By Nicole Wiseman and Kyle Dierking, NewsOn6.com
TULSA, OK -- When we buy an electronic, perhaps a new digital camera, we expect it to be flawless. After all, it's new and has never been used.
But, are we wrong to assume the product's perfect performance?
"We trust that these commercial, off-the-shelf products are safe, but sometimes, you can't count on that being the case all the time," said David Greer, Executive Director for The University of Tulsa's Institute for Information Security.
Greer says consumers need to know when it comes to electronics, there's always a chance for vulnerabilities. They can be intentional and unintentional.
"A little virus gets put into that software right before they release it and wrap it in the package. So now, everyone who buys that is vulnerable to that virus," said Greer.
Greer says it happens and did recently with a digital picture frame. Greer says 90% of all chips that make up electronic devices are manufactured oversees, electronics we use every day.
"Are we trusting that those components are designed in a secure manner and don't have backdoors or maybe unintentional vulnerabilities built into them that can be exploited later?"
Greer and the iSec team are doing something about this issue. They've been awarded $2.5 million in congressional funds. They'll use some of that money to test products for the government and military, and what they learn will also benefit consumers.
"For example, you have wireless technology, wireless routers, we're all buying them and putting them into our houses. We can certify one of those types of routers for the government maybe or for the private sector and once we go through that process and validate and test it, we can use that same report and that same result and apply it across to consumers," said Greer.
Network and Wi-Fi cards, thumb drives, hard drives, mp3 players, digital cameras, even digital picture frames and cell phones are all susceptible to vulnerabilities.
"All of these devices are perfect mechanisms to transport a virus," said Brady Deetz, a TU student and researcher for iSec.
Deetz says his goal is to help design and build new tools that will evaluate the security of electronics so that others can use those tools to protect themselves.
"You're never going to be able to create code that is completely invulnerable to some exploit. It's impossible, but we can try to optimize it as much as possible," said Deetz.
It's rare you'll have a problem with new electronics, but Greer says it's still possible and while you can't control a product's safety, he says you can control how that technology affects you.

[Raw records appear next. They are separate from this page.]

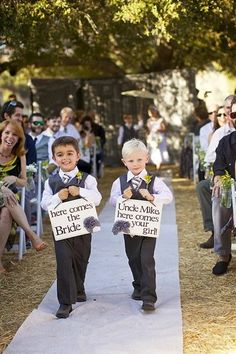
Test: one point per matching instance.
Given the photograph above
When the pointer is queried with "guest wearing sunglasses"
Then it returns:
(203, 189)
(37, 126)
(218, 121)
(14, 110)
(222, 217)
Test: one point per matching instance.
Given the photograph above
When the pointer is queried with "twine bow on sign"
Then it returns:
(136, 182)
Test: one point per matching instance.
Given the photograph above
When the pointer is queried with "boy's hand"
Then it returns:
(145, 194)
(74, 191)
(63, 194)
(127, 193)
(51, 167)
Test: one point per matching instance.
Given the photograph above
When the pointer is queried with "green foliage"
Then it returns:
(119, 36)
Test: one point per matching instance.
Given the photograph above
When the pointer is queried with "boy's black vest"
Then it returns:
(136, 195)
(56, 184)
(129, 133)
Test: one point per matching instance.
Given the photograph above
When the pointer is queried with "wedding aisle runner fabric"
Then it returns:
(110, 322)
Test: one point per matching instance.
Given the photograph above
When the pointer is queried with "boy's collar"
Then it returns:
(142, 174)
(71, 173)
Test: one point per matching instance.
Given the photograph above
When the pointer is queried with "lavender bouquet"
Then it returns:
(121, 226)
(90, 223)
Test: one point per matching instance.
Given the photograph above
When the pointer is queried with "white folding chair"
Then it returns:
(39, 225)
(22, 242)
(94, 162)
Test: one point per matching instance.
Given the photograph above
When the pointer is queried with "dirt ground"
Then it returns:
(208, 302)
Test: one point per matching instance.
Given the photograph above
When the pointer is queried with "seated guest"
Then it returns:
(13, 175)
(37, 127)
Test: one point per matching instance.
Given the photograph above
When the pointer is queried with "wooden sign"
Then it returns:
(137, 218)
(75, 218)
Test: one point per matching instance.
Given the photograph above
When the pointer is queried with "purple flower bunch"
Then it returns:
(121, 226)
(90, 223)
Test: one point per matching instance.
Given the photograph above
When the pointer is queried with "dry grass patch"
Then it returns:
(208, 302)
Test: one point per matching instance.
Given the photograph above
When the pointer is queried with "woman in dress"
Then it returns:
(156, 139)
(13, 175)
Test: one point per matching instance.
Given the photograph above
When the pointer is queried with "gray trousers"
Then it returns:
(204, 196)
(223, 224)
(140, 253)
(72, 256)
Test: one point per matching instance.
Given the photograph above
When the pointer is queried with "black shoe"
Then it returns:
(148, 306)
(221, 267)
(81, 297)
(136, 295)
(64, 311)
(209, 243)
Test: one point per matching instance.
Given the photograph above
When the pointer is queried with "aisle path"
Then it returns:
(110, 322)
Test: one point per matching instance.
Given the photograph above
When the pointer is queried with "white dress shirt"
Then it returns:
(90, 191)
(122, 130)
(161, 192)
(216, 137)
(70, 130)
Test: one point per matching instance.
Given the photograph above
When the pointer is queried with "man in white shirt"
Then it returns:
(203, 188)
(206, 130)
(67, 115)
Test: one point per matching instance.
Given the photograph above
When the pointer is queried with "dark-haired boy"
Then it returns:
(72, 254)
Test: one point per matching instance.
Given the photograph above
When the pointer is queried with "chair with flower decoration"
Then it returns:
(233, 192)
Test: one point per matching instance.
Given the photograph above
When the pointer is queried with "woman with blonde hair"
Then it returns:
(13, 175)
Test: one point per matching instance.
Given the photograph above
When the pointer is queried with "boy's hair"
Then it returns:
(133, 145)
(63, 141)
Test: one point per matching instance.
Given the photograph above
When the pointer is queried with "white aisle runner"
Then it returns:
(110, 322)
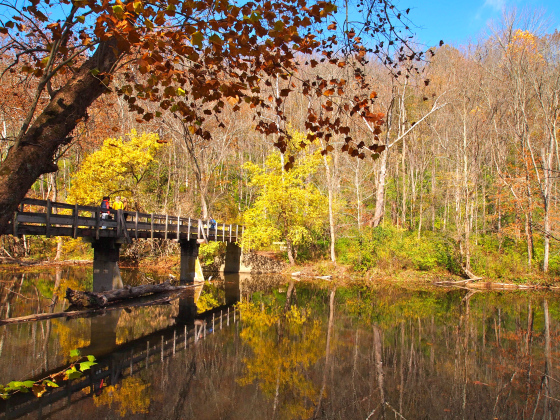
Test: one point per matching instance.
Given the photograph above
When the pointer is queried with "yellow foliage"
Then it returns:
(132, 396)
(119, 166)
(288, 206)
(524, 44)
(284, 347)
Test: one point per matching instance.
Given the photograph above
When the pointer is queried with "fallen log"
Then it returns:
(83, 299)
(162, 299)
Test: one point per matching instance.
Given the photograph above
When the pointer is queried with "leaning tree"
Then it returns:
(189, 57)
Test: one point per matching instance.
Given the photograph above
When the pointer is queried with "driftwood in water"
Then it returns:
(161, 299)
(470, 284)
(84, 299)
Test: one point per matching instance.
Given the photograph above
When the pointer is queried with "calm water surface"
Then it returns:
(287, 351)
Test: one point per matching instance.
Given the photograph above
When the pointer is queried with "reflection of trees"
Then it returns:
(210, 298)
(70, 336)
(285, 344)
(131, 396)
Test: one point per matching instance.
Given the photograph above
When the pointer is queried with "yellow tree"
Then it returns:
(289, 207)
(117, 168)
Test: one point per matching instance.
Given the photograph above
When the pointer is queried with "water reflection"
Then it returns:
(301, 350)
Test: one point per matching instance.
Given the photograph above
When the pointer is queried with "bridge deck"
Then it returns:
(48, 218)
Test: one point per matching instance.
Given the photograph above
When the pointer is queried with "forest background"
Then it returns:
(467, 181)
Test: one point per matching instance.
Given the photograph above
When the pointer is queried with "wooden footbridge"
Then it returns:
(48, 218)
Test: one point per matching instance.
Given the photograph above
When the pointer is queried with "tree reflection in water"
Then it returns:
(362, 352)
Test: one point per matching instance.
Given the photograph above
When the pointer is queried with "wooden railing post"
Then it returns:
(118, 216)
(15, 222)
(136, 225)
(48, 219)
(75, 222)
(97, 217)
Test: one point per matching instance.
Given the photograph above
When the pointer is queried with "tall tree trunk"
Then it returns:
(380, 190)
(330, 188)
(32, 154)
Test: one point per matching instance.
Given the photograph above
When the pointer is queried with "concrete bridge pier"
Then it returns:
(233, 258)
(106, 272)
(189, 254)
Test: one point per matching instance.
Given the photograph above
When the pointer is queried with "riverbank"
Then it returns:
(169, 265)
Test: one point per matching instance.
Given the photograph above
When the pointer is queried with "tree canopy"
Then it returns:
(188, 57)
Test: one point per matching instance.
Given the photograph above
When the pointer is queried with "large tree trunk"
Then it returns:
(32, 154)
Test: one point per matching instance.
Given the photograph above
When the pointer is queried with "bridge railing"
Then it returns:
(49, 218)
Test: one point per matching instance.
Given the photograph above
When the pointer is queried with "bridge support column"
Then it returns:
(233, 258)
(189, 254)
(106, 272)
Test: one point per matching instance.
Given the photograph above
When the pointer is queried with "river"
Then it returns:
(286, 350)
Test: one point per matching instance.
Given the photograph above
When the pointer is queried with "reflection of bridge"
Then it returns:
(120, 361)
(40, 217)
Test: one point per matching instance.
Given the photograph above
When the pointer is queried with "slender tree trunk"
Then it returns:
(380, 190)
(330, 188)
(377, 350)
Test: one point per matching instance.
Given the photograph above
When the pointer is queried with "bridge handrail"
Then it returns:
(161, 225)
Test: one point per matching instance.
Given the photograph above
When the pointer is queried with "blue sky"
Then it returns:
(458, 22)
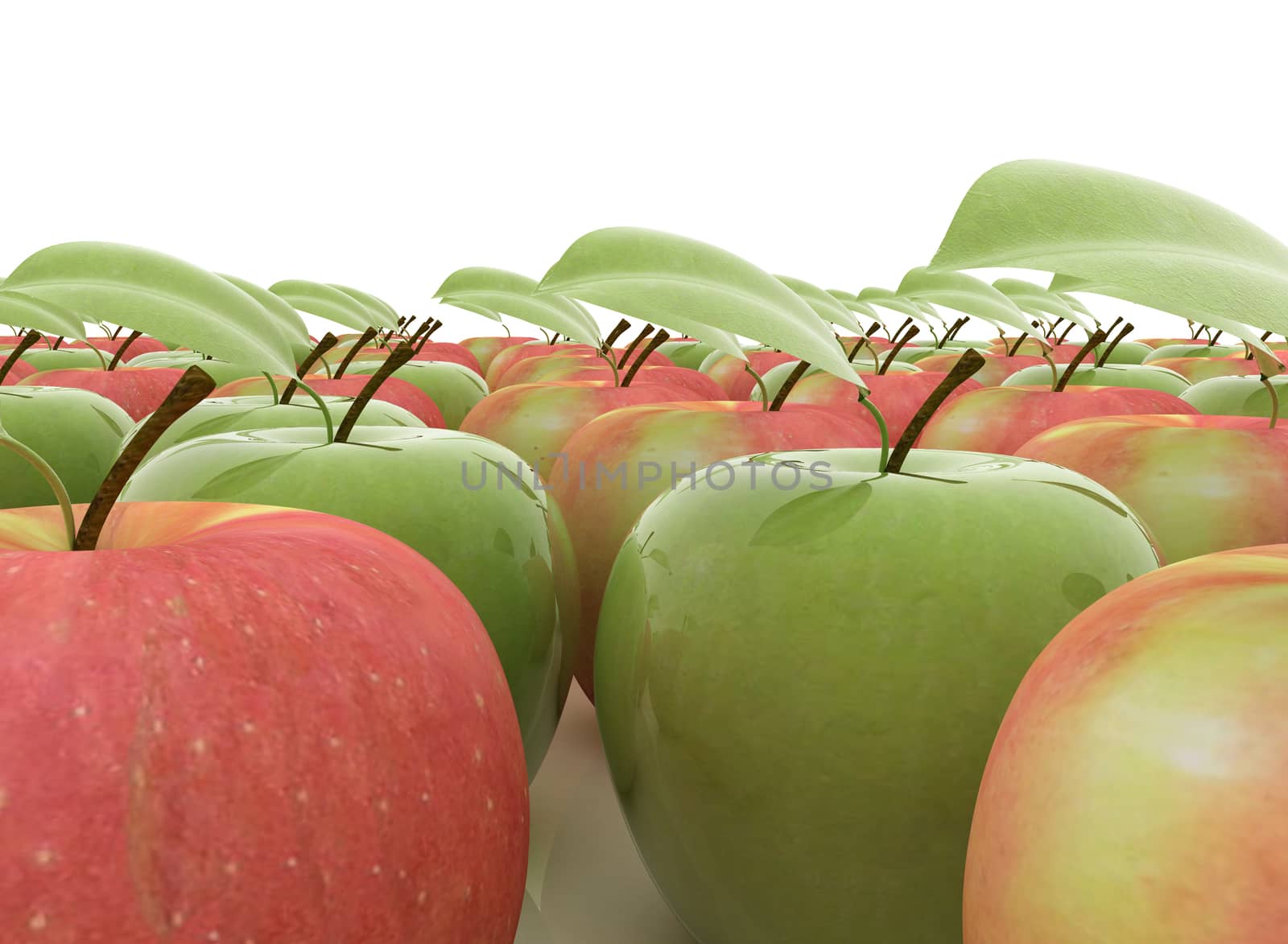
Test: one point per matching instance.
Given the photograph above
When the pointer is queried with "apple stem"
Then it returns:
(1109, 348)
(120, 352)
(792, 379)
(193, 386)
(658, 339)
(272, 385)
(48, 473)
(1274, 399)
(907, 336)
(1098, 336)
(866, 402)
(27, 340)
(353, 352)
(630, 348)
(966, 366)
(401, 354)
(322, 347)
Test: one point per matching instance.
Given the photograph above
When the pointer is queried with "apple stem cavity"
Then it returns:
(364, 340)
(966, 366)
(1098, 336)
(907, 336)
(630, 348)
(126, 345)
(402, 354)
(193, 386)
(27, 340)
(792, 379)
(322, 347)
(1109, 348)
(658, 339)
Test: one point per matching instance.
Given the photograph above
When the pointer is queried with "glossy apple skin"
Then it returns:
(454, 388)
(535, 420)
(422, 487)
(997, 367)
(1201, 483)
(798, 689)
(218, 415)
(138, 390)
(270, 725)
(684, 437)
(1243, 396)
(1137, 787)
(1001, 418)
(487, 348)
(392, 390)
(1143, 377)
(897, 396)
(1198, 369)
(79, 433)
(731, 373)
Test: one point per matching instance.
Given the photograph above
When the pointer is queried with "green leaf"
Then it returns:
(811, 515)
(1129, 237)
(369, 300)
(508, 293)
(824, 306)
(965, 294)
(702, 290)
(330, 303)
(27, 312)
(155, 293)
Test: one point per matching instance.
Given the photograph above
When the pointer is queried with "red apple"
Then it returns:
(232, 723)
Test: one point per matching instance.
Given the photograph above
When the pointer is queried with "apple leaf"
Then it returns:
(811, 515)
(824, 306)
(705, 291)
(150, 291)
(965, 294)
(27, 312)
(330, 303)
(493, 293)
(1130, 238)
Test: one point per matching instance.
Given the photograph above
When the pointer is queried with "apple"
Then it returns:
(245, 724)
(1201, 483)
(1246, 396)
(487, 348)
(615, 465)
(77, 433)
(441, 493)
(1137, 787)
(798, 686)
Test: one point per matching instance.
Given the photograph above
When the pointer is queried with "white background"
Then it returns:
(383, 146)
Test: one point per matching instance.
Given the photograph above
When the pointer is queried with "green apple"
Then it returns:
(440, 491)
(798, 688)
(77, 433)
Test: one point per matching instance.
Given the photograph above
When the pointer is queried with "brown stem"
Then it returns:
(630, 348)
(781, 397)
(364, 340)
(328, 341)
(27, 340)
(639, 362)
(193, 386)
(402, 354)
(120, 352)
(1096, 338)
(1109, 348)
(966, 366)
(912, 332)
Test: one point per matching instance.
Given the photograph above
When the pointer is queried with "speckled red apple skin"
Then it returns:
(245, 724)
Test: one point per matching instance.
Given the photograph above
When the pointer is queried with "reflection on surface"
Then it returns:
(586, 884)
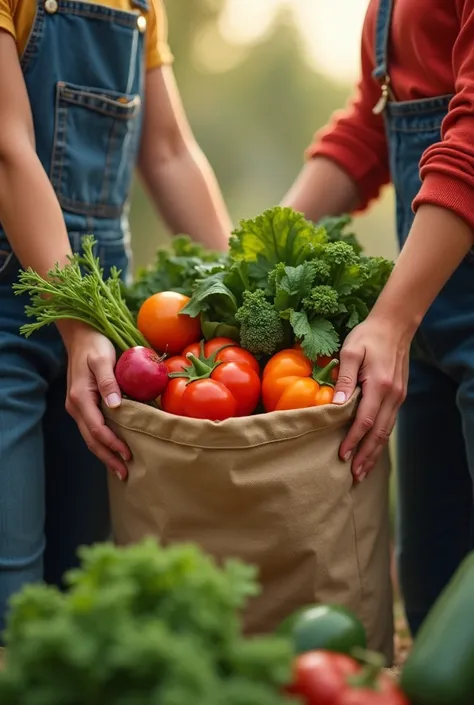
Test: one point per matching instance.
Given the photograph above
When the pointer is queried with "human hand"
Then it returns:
(374, 355)
(90, 378)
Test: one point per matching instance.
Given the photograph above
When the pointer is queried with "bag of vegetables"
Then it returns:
(240, 452)
(270, 490)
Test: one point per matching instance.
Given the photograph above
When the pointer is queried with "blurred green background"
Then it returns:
(254, 107)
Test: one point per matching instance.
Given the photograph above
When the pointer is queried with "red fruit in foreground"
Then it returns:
(141, 374)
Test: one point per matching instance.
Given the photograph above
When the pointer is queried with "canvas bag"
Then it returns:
(270, 490)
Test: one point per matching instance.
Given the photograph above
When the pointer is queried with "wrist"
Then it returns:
(401, 320)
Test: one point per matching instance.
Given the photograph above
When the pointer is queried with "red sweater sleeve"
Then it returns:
(355, 138)
(447, 167)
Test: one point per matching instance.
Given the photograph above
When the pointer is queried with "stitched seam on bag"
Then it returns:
(359, 569)
(242, 447)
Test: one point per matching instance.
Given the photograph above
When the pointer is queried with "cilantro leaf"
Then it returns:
(292, 285)
(318, 336)
(335, 226)
(212, 293)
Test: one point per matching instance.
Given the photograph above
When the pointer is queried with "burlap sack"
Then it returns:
(270, 490)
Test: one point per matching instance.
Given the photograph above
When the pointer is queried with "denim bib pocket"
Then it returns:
(99, 129)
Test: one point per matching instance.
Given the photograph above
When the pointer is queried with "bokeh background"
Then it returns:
(258, 78)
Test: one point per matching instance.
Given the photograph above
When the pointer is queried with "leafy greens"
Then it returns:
(142, 625)
(314, 276)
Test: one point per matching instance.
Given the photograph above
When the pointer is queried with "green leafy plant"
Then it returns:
(176, 268)
(79, 291)
(142, 625)
(314, 278)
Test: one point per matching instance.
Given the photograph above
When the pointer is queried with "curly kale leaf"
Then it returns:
(318, 336)
(262, 331)
(176, 268)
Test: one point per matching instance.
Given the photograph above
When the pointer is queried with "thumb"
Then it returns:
(350, 363)
(102, 367)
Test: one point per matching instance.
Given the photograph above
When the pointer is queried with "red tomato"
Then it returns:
(240, 356)
(231, 353)
(176, 363)
(243, 383)
(208, 399)
(160, 321)
(328, 678)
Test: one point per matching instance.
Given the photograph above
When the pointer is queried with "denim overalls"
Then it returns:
(435, 451)
(84, 71)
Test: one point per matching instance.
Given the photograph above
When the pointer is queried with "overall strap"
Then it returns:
(382, 35)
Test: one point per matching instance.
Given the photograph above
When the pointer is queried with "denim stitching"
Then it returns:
(107, 170)
(382, 36)
(98, 12)
(115, 110)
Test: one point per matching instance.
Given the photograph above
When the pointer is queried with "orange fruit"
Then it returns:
(165, 328)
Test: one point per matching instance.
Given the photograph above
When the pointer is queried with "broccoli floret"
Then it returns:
(322, 301)
(261, 328)
(322, 270)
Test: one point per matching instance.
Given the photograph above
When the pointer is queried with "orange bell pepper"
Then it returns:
(292, 381)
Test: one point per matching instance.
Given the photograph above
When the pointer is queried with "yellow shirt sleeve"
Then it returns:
(6, 17)
(158, 51)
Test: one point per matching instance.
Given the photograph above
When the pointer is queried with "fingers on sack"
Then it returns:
(99, 438)
(103, 370)
(374, 424)
(349, 366)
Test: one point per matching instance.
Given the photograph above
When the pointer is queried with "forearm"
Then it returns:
(30, 213)
(436, 245)
(322, 189)
(185, 191)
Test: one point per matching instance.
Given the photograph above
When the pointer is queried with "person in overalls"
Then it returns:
(87, 94)
(412, 123)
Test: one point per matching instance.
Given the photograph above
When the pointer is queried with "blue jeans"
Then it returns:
(53, 491)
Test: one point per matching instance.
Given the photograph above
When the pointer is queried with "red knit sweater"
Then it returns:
(431, 53)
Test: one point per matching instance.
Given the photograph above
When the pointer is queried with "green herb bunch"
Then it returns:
(79, 291)
(142, 625)
(289, 279)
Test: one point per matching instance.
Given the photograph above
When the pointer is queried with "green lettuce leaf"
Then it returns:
(277, 235)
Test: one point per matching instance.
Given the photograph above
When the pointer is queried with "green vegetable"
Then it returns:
(176, 268)
(323, 300)
(440, 667)
(262, 330)
(335, 231)
(318, 282)
(328, 627)
(78, 291)
(141, 626)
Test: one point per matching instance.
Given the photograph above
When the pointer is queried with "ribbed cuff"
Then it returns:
(358, 165)
(446, 191)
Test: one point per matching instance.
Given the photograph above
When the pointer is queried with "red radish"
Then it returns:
(141, 374)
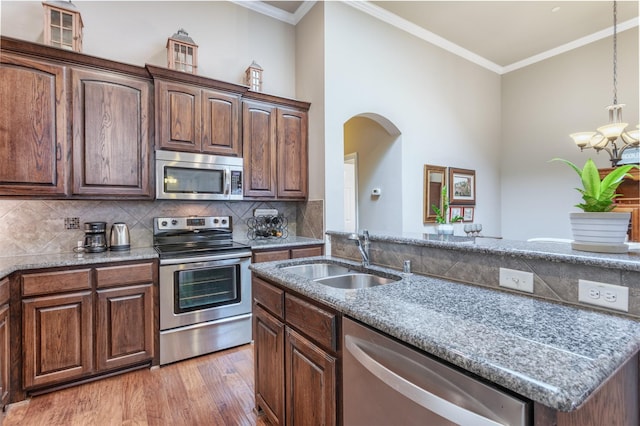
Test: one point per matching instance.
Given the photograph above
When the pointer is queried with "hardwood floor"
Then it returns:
(215, 389)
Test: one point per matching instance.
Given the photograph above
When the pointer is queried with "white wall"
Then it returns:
(542, 104)
(447, 109)
(229, 36)
(379, 166)
(310, 87)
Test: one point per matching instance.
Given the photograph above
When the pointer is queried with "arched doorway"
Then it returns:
(373, 195)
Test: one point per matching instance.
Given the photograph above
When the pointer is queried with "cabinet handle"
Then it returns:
(410, 390)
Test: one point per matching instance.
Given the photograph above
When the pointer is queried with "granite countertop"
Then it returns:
(290, 241)
(17, 263)
(549, 251)
(554, 354)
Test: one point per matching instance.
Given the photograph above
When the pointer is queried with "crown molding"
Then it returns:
(274, 12)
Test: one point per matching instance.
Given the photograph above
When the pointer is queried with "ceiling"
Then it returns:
(499, 35)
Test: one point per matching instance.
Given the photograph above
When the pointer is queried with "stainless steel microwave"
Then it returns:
(188, 176)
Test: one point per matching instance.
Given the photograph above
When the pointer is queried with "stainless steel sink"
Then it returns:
(338, 276)
(355, 281)
(317, 270)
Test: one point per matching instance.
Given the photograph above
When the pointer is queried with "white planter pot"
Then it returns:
(445, 228)
(600, 232)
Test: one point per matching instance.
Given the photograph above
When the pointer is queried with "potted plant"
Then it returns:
(598, 228)
(442, 215)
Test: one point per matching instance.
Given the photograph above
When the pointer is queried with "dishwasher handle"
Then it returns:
(420, 396)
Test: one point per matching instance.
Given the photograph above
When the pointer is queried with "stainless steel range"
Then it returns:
(205, 286)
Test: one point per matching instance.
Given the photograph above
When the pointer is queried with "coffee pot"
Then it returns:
(119, 238)
(95, 239)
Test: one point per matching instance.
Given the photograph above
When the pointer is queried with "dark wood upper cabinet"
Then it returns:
(196, 114)
(293, 163)
(52, 99)
(33, 132)
(220, 123)
(111, 117)
(275, 147)
(259, 150)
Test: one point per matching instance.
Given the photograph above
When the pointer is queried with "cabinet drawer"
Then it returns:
(317, 323)
(4, 291)
(56, 282)
(269, 297)
(306, 252)
(124, 275)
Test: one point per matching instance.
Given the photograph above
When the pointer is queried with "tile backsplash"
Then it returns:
(38, 226)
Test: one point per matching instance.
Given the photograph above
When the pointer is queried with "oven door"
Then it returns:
(196, 292)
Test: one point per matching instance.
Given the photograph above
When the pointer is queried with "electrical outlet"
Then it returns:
(71, 223)
(605, 295)
(517, 280)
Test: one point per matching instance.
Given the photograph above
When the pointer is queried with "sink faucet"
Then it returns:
(363, 245)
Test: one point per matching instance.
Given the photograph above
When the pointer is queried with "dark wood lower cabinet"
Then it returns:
(5, 342)
(268, 337)
(57, 338)
(79, 324)
(310, 382)
(118, 344)
(295, 367)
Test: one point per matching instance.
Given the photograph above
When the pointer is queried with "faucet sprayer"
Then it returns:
(363, 245)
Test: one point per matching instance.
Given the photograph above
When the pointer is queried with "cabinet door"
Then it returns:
(268, 335)
(111, 134)
(4, 355)
(57, 338)
(293, 168)
(124, 330)
(221, 123)
(310, 383)
(259, 149)
(178, 109)
(33, 135)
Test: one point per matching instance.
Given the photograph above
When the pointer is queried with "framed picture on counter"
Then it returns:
(453, 212)
(467, 215)
(462, 186)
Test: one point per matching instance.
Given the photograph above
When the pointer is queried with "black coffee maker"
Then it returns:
(95, 239)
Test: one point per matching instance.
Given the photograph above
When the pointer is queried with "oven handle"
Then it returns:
(241, 255)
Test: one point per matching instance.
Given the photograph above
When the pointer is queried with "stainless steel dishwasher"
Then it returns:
(387, 383)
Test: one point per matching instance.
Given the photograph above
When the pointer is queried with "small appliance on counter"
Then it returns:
(95, 240)
(119, 238)
(267, 223)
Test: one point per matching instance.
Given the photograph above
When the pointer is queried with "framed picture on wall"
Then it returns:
(454, 212)
(462, 186)
(467, 215)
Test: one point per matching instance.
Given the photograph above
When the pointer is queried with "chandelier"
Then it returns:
(613, 137)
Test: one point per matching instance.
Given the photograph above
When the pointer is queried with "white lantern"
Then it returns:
(182, 52)
(62, 25)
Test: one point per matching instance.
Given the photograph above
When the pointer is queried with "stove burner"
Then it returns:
(194, 236)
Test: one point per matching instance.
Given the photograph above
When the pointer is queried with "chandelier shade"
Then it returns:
(614, 138)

"There's nothing you can do about buying a digital picture frame and plugging it in and having a virus installed on your computer, but by knowing that's possible, you can start installing virus protection programs on your system, firewalls. You can do all these standard security practices as just a good security posture for the consumer," said Greer. "Just be aware of the dangers that are out there and how to use the technology appropriately."